High Artist Spotlight: H.G. Fields
I’m H.G. Fields, a child of the late 80s . Though H.G isn’t actually my given name. I adopted it as my pseudonym, the H.G. stands for High Guy – which I’d be occasionally referred for somewhat obvious reasons during my final year of art school in London.
Having been brought up in Barbados I moved to the UK in 2007 to study art, where I spent a year at Wimbledon on a Fine Arts Foundation course then going on to continue my studies at Central Saint Martins; achieving a BA in Fine Arts.
The driving force behind the creation of my artwork is quite often a sum of raw emotions, which stem from incidents born of social injustice, inequality, and ignorance; painting and illustration are my forms of expression.
One aspect of my work in particular which has become the crux of my artistic practice, which attempts to deconstruct the global ‘War on Drugs,’ particularly as it pertains to cannabis and the law – a subject which peaked my interest during the final year at art school. It also served as the catalyst for my thesis, and carried through to my practice today, highlighting the negative impact it has on society whereby it creates a profound disparity across racial groups.
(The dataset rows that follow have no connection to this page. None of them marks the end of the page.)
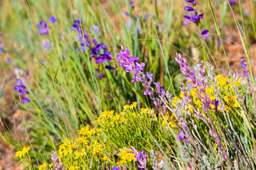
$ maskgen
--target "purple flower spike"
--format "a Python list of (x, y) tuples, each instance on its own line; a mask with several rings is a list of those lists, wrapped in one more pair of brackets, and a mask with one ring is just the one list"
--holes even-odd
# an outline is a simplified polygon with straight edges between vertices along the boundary
[(245, 69), (248, 69), (249, 67), (246, 64), (246, 60), (242, 60), (241, 62), (241, 66), (242, 67), (245, 68)]
[(182, 141), (184, 141), (185, 142), (188, 142), (188, 140), (184, 138), (184, 132), (181, 130), (180, 133), (178, 135), (178, 139)]
[(137, 159), (137, 163), (135, 166), (138, 166), (139, 169), (144, 169), (146, 165), (146, 154), (144, 154), (144, 151), (138, 152), (134, 147), (131, 146), (132, 152), (136, 154), (135, 159)]
[(233, 6), (235, 4), (234, 0), (229, 0), (228, 2), (230, 4), (230, 6)]
[(99, 75), (99, 79), (101, 79), (103, 78), (103, 76), (104, 76), (104, 74), (100, 74), (100, 75)]
[(244, 75), (245, 76), (250, 76), (250, 74), (249, 74), (249, 73), (247, 72), (247, 71), (245, 71), (245, 70), (244, 70)]
[(27, 103), (27, 102), (30, 102), (30, 99), (27, 97), (23, 97), (21, 103), (23, 104), (24, 103)]
[(112, 170), (119, 170), (120, 169), (118, 166), (114, 166), (114, 165), (112, 166)]
[(194, 11), (194, 9), (192, 7), (188, 6), (185, 6), (184, 9), (188, 11)]
[(22, 81), (20, 79), (16, 79), (16, 82), (18, 84), (23, 84)]
[(9, 64), (11, 63), (11, 59), (10, 59), (9, 57), (7, 58), (6, 62), (7, 62), (8, 63), (9, 63)]
[(206, 39), (207, 38), (210, 38), (210, 35), (208, 35), (209, 30), (206, 30), (206, 29), (203, 29), (202, 30), (202, 38), (203, 40)]
[(186, 21), (185, 21), (185, 22), (183, 22), (183, 24), (187, 25), (190, 23), (190, 21), (191, 21), (191, 17), (190, 17), (188, 16), (184, 16), (184, 18), (186, 18)]
[(50, 21), (50, 23), (53, 23), (57, 21), (57, 18), (55, 16), (52, 16), (49, 18), (49, 21)]
[(112, 66), (105, 66), (105, 68), (107, 69), (116, 69), (117, 68), (116, 67), (112, 67)]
Consequently, the themes of which my work usually fall under: equal rights and justice, identity and the struggle for understanding thus acceptance of cannabis and its associated cultural norms and values. It was in the backdrop of the stifling social tension that the Golliwog was born, the ethos of which has become a reoccurring theme in my work relating to identity and cannabis use, since its debut in one of my final pieces at art college.
This, in turn, became the catalyst for my series of paintings, ‘The Toy Box; Identity Retrospective,’ which explores propaganda and inequality. That being said, at an early age I was inspired by illustrations in the childrens’ books I owned growing up; classics such as Alice in Wonderland, and Dr. Suess. Additionally, I had unknowingly grown an appreciation for the likes of Dali, and the language of surrealism, through my adoration of Looney Tunes cartoons.
Throughout my time at University I developed a preference for digital painting using a Wacom tablet and pen, photoshop and my pc. My preference for digital work is rooted in the ease in which I can alter and manipulate colour, contrast and textures. Although traditionally a fine artist, my work over the past few years has been rather illustrative and graphic.